I've enjoyed keeping my container plants on the verandah, over the years. My small plants, become quite big and soon graduate to larger containers. What I love most about keeping container plants for several years, is how they become an instant forest, wherever you want to keep them.
Only something happened recently, which made me have to find a new home, suitable for my container plants. Somewhere not too exposed, or too starved of light. We had to clear the verandah recently to complete a large project on it. More about that, umm...later. I don't know how much later, because it could go on for a while.
So where to place all these plants, which were mollycoddled on the verandah?
I had a big mulberry tree, over a swale. Literally, this was the only place I could think to place a verandah full of pots, which wouldn't cook them to death. The leaves will fall closer to winter, but they should hold for several more months.
Hopefully, enough time to have our verandah project finished, and I can place my plants back again.
The exterior of the mulberry however, gives very little indication of what's happening underneath...
Remember what I said about instant forest? Within the hour, I had moved quite a few pots, and some even David had to help lift. Thankfully, we had a little trolley that did most of the leg work though.

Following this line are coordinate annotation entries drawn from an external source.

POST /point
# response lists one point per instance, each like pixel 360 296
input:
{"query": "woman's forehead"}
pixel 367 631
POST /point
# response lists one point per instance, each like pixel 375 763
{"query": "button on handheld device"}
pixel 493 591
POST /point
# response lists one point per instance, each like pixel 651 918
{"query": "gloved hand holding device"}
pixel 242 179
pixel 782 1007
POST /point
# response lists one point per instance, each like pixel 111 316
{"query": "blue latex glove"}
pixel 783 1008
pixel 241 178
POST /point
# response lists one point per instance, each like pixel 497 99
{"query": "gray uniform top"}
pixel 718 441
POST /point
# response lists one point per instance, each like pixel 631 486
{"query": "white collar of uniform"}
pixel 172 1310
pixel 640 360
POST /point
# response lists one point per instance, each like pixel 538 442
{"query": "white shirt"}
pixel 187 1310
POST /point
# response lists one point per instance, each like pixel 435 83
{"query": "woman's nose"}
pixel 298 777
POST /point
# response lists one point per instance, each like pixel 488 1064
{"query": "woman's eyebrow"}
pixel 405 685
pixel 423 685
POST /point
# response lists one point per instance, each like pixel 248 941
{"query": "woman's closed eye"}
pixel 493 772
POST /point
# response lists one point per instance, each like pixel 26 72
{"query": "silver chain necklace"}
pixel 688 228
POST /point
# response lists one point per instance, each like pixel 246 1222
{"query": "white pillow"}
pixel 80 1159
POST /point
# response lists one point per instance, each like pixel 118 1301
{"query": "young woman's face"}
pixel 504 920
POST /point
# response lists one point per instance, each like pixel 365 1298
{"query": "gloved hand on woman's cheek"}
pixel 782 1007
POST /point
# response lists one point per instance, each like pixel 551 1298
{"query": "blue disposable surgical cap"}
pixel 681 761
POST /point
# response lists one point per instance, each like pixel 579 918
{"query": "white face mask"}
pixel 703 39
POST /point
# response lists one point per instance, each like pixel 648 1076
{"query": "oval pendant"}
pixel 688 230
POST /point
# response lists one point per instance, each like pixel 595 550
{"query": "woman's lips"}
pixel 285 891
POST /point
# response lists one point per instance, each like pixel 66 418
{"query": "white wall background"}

It shouldn't have surprised me, this instant garden effect. I mean, that's what container plants do! You can shift them to different places, for different effects. Pile them all together and you get a miniature jungle. But I was so in love with this new arrangement - I wasn't expecting it to look so natural.
The swale was perfect for holding all these containers. I kept a little ally in between the two rows, so I could water them, once a day. Now the weather is starting to cool however, I can probably get away with 2 days between drinks.
The container plants are loving it! They're putting on new growth and I thought it was cool under the mulberry before, but now it's a miniature forest kind of cool. The mulberry is benefiting from the new arrangement too, with the regular watering. The tree canopy, lets in dappled light and the under-story holds in any moisture it can capture.
So if that wasn't enough function stacking, in this particular guild, did I mention my little marcot experiment?
I'm hoping to get three more mulberry trees, by air layering on the branch themselves. Youtube has plenty of videos if you're curious about this method (marcot) as I was. It's pretty easy, once I had the materials together.
The birds have taken a keen interest in the shiny alfoil too. I find peck holes in the medium, and sometimes the alfoil comes away from their constant inspections.
We have success though...see the tiny root showing through the cling wrap? I really love mulberry trees, which is why I love to propagate them. If you have the space, do plant LOTS of mulberries! Or just one if you're limited. It took a few years, but I now have a nursery tree, where I can utilise the cool under-story, the mulberry creates.
Who would have thought that so much could happen under just one tree? I have a swale to help capture the moisture to hydrate the mulberry, a deciduous tree which regulates its canopy cover, according to the climate, a temporary nursery for container plants and it's also a propagating area. Oh yeah, and it also produces delicious fruit!
In permaculture it's called stacking functions, and its one of the reasons I love the design principles permaculture teaches. If you're going to use energy for growing something, try to stack as many functions in and around it, to make the energy used, more efficient.
Do you have a tree or dedicated area, that does more than just produce one yield (ie: fruit) for you?